Im Anschluss an den Film haben die Schüler die Gelegenheit genutzt Frau de Vries nicht nur nach Erfahrungen, sondern auch nach ihren Gefühlen damals und heute zu befragen. Ob es Auswanderungspläne gegeben habe, ob Angst und Hass eine wichtige Rolle in ihrem Leben gespielt hätten und ob sie sich vorstellen könne, dass derartige Verbrechen auch heute noch oder wieder geschehen könnten. Die Frage, ob sie damals Hass gegenüber ihren Peinigern empfunden habe, verneint die Lathenerin vehement. Weder im Lager, noch in späterer Zeit habe sie Hass empfunden: „Hass ist verkehrt. Er bringt beiden, dem Gehassten und dem Hassenden, Unglück.“ Sie sei mit ihrem jüdischen Mann, den sie nach dem Krieg kennengelernt habe, nach Lathen, in sein Heimatdorf gezogen. Obwohl sie dort auch die ehemaligen Nazis gekannt hätten, hätten sie sich immer darum bemüht, mit allen im Frieden zu leben.
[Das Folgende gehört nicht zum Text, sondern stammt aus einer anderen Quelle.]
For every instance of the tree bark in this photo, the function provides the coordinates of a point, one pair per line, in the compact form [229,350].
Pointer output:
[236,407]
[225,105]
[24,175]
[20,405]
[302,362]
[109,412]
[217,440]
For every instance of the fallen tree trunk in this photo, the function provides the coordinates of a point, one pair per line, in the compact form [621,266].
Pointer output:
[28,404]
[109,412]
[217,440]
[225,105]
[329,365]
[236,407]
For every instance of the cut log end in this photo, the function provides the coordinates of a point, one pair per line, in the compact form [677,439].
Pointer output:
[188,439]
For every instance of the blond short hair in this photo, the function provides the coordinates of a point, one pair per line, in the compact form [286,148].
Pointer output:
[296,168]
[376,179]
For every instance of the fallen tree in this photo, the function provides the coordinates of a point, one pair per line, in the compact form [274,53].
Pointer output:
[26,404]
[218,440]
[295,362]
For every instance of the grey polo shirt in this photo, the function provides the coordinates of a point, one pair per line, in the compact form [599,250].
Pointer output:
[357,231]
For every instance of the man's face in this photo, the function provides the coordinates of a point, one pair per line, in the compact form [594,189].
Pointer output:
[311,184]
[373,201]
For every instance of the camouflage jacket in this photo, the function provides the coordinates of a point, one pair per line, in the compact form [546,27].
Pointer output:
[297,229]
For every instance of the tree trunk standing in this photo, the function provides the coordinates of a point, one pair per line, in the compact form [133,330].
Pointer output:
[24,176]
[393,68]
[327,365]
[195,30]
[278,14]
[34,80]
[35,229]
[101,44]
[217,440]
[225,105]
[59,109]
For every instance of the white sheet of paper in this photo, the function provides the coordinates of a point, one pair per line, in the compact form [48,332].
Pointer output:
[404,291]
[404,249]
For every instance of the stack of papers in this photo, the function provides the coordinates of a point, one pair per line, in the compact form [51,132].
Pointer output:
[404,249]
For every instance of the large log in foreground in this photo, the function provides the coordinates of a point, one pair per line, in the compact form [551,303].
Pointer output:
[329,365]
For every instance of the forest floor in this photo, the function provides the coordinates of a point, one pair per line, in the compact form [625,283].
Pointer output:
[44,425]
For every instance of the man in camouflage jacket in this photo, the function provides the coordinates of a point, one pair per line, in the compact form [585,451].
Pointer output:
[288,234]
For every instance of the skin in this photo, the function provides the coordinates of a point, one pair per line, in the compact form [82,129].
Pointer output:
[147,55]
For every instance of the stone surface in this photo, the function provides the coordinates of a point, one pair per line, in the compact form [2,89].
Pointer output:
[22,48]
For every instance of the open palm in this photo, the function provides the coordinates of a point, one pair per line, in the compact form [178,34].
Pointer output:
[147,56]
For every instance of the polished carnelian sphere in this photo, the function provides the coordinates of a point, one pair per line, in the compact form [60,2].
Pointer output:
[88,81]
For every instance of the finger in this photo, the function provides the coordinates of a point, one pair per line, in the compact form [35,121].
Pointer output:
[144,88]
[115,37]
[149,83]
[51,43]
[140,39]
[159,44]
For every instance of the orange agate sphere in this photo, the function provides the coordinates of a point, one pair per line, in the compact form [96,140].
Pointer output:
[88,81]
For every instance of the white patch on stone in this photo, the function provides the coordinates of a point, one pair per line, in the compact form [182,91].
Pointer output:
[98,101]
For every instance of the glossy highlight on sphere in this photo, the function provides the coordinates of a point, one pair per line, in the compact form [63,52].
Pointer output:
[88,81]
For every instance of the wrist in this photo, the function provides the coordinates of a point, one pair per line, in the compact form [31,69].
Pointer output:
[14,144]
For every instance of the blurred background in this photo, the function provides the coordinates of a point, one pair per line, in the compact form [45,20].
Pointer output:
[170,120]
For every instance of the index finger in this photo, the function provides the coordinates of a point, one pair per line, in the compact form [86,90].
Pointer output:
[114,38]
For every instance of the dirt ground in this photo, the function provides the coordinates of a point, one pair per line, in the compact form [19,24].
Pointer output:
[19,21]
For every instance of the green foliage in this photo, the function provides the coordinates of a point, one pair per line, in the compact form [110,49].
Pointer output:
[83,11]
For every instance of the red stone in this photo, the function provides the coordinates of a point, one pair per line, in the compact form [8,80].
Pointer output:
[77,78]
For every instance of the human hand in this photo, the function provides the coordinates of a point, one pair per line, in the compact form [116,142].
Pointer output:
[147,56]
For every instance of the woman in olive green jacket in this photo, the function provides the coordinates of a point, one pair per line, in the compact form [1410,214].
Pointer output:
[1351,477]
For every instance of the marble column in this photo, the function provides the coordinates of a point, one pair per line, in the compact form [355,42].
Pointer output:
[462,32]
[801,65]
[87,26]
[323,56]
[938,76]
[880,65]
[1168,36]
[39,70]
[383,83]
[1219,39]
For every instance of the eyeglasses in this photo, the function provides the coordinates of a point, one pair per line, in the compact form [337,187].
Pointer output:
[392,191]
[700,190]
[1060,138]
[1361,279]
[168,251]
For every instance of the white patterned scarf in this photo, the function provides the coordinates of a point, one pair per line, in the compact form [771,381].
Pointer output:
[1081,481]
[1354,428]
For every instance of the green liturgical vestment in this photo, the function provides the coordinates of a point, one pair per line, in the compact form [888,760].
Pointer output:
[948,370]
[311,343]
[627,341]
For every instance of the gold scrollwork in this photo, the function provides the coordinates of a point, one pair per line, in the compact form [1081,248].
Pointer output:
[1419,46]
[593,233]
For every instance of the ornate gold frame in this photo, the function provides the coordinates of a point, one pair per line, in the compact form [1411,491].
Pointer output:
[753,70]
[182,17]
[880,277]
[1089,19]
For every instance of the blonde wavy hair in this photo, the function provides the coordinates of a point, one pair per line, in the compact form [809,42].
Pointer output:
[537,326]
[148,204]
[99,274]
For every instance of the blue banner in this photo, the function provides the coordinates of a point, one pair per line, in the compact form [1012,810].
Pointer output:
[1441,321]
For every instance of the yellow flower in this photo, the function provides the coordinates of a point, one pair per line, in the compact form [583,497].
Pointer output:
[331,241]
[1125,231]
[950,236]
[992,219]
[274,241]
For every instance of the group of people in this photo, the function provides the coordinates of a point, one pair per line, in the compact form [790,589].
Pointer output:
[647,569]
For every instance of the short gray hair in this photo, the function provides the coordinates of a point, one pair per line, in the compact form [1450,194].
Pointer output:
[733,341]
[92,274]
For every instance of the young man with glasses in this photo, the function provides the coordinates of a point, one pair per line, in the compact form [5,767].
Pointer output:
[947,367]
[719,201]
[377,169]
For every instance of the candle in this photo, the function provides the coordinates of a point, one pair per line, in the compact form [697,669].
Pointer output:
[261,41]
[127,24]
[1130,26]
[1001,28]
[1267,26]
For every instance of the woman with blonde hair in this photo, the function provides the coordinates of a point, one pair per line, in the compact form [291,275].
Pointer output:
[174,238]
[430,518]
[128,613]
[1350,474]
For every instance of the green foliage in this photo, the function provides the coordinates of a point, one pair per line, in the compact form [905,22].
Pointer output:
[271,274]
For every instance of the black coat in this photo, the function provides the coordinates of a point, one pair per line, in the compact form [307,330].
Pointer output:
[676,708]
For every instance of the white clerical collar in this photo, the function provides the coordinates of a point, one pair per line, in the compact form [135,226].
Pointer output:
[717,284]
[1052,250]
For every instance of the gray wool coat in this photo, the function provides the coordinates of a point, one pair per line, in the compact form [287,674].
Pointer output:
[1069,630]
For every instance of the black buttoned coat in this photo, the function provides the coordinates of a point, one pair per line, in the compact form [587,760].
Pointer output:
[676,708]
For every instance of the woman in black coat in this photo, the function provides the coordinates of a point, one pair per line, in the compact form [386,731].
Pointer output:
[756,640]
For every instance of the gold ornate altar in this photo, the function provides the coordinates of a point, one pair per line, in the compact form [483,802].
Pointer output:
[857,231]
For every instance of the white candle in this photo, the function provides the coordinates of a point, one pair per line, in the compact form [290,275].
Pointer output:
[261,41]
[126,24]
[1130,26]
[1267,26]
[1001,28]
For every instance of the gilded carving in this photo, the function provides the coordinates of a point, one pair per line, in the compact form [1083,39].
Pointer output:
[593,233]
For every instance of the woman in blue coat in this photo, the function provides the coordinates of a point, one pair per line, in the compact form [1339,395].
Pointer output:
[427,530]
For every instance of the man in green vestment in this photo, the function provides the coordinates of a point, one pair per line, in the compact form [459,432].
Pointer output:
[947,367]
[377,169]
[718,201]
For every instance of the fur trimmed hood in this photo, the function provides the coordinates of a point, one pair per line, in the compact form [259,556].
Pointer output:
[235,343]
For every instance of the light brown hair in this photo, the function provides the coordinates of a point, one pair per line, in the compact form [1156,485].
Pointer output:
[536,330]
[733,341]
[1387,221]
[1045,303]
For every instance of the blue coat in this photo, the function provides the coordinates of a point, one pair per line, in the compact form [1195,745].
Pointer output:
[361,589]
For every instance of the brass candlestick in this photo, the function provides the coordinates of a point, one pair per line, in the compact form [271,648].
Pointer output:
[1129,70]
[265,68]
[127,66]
Auf die Frage, ob sie Hass von Seiten der Aufseher im Lager erfahren habe, erklärt Frau de Vries, sie habe den Eindruck gehabt, dass bei allen Grausamkeiten und Härten die Aufseher eher blind Befehlen gehorcht hätten, als aus Hass zu handeln. Sowohl die Schülerinnen und Schüler als auch die begleitenden Lehrer haben nicht nur bedrückende Eindrücke über die finsterste Zeit deutscher Geschichte vermittelt bekommen, sondern in der Person von Erna de Vries auch erfahren, dass hinter jedem der zahlreichen Opfer des Holocaust ein ganz persönliches Schicksal steht.

Wir danken Frau de Vries für ihren Besuch an unserer Schule und für die Bereitschaft, so offen über ihre Erfahrungen zu sprechen. Diesen Dank haben die Schülerinnen und Schüler mit einem kleinen Blumenstrauß zum Ausdruck gebracht.